Então o início. Você adentra como um cidadão qualquer, como os que já citei, senta, toma um café e sai com um aperto de mão saudoso e um imenso sorriso no rosto, chupando uma balinha para tirar o amargo da cafeína. E começa os planos. Por onde começar? Pensa em fazer uma festança, chamar todo mundo, mas lembra que assim seu segredo iria por água abaixo. Talvez um investimento, uma compra, uma aplicação? Lhe dão conselhos, lhe informam sobre as benesses e as dívidas que terá, que nem tudo são mar de rosas. Contudo mesmo assim você não cabe em alegria e satisfação e pouco liga para esses problemas, antes tão grandes, hoje um grão de areia. Areia me faz lembrar Bora Bora. Lindo lugar. O homem mais sortudo da rua, da quadra, da cidade, daqueles cantos de cá. Coisa que você sempre duvidou que aconteceria. Sempre pensou que fosse uma armação, uma conspiração, que não poderia acontecer, simplesmente por ser uma coisa surreal, de ninguém dar as caras, nem saber quem foi, como foi, coisa que só acontece por aqui, que nos lados de lá o reconhecimento é total. Fotos, apertos de mão, entrevistas, planos, sonhos e declarações. Tirando as flashes, digitais e falatórios, o restante você já tem em mente, tintin por tintin. Por onde começar, passar e nunca acabar. Aliás, só acabar por uma desventura total do destino (bate na madeira, faz figa e beija a cruz de ouro no pescoço).

E a vida passa. E muda completamente. Sua mulher já não é mais a mesma. Ou é mais jovem, mais inteligente ou não é mais sua mulher, você trocou por duas de 20, pensando que isso era apenas mais uma brincadeira tola dos seus amigos, que fariam sem sombra de dúvida caso tivessem a oportunidade.
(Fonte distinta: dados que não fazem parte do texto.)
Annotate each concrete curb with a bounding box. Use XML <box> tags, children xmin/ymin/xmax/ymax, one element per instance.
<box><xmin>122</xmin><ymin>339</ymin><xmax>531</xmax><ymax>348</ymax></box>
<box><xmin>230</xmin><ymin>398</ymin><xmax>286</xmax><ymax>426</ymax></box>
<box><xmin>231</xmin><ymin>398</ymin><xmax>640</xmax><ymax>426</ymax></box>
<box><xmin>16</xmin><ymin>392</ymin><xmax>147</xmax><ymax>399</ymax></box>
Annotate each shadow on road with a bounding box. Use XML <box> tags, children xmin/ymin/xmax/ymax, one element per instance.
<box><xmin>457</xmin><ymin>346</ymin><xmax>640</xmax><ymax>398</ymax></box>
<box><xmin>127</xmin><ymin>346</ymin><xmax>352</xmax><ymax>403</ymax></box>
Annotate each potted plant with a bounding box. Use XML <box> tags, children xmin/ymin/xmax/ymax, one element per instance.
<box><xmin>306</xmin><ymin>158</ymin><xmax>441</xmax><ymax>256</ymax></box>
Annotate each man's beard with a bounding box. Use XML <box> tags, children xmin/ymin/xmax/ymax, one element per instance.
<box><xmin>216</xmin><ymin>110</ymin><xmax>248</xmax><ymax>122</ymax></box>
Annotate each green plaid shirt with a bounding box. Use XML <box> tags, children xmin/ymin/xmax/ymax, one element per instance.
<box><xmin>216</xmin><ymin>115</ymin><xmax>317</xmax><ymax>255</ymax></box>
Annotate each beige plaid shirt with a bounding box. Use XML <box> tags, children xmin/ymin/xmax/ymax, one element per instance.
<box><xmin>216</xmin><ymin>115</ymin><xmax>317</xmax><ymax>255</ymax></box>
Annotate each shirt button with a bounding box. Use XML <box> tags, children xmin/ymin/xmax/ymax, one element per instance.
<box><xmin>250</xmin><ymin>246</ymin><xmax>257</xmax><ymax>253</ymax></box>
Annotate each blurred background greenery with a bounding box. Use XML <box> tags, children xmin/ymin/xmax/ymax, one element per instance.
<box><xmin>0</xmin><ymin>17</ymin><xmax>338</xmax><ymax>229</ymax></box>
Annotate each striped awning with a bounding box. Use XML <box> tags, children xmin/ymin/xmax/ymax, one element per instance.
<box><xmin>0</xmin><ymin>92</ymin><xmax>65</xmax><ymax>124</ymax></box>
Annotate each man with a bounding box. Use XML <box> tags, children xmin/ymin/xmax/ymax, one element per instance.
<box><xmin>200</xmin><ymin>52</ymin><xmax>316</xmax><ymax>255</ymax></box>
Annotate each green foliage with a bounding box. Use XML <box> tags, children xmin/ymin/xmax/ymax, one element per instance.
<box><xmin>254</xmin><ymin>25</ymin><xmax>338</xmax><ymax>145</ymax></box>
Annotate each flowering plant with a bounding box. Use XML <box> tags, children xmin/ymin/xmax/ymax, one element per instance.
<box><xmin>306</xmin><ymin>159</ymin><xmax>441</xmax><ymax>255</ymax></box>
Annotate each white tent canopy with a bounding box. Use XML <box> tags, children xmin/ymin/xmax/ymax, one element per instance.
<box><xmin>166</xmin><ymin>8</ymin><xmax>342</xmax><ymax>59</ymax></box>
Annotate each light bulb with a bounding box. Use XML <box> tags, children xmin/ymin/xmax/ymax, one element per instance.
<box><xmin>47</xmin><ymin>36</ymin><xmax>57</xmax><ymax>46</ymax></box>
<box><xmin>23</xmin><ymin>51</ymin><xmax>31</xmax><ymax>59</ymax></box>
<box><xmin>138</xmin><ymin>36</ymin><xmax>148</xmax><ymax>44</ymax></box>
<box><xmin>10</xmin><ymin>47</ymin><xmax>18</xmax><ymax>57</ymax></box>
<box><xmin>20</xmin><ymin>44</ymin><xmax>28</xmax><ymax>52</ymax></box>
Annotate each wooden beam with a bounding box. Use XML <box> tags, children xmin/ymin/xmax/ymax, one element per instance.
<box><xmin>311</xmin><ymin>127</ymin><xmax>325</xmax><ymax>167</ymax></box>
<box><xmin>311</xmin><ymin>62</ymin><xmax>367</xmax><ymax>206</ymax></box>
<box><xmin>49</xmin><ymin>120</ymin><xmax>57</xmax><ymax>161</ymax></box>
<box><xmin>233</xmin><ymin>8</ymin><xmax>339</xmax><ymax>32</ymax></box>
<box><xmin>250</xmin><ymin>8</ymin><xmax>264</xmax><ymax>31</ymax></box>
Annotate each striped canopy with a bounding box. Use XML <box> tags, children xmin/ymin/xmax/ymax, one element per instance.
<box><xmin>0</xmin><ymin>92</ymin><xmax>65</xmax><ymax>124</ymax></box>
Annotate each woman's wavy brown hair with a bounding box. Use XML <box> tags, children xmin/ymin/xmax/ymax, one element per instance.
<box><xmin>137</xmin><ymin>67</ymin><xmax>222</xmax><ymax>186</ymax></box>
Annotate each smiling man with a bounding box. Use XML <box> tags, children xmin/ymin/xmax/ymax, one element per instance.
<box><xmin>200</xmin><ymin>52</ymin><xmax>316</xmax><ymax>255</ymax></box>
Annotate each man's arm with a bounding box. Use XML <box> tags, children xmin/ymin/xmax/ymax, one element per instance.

Sua filha está em recuperação. Ficará tão bonita, que nem capa de revista, certeza total. Seu filho está em algum canto agora, desfrutando a juventude, que você não pode até tal momento, mesmo não sendo mais tão jovem, pois tinha obrigações escravistas a cumprir e hoje nem pensa mais nisso. E lembra que vai encontrar ele em pouco tempo, para desfrutarem juntamente a juventude que agora os dois possuem. Jogar bola, comer um bacalhau ou ver o dia passar. Seu cachorro e seu periquito estão bem, até demais. Sua família, você não poderia esquecer dela, claro, se encontra na mesma situação. Casas, carros, alguns títulos e bens. Se bem que eu também não fui tolo de dar muito, sei como eles são e gastariam tudo num piscar. Meu nome é Jorge ou Elvis. Quem sabe Claudia, Rosana. E ganhei 52 milhões na Mega Sena.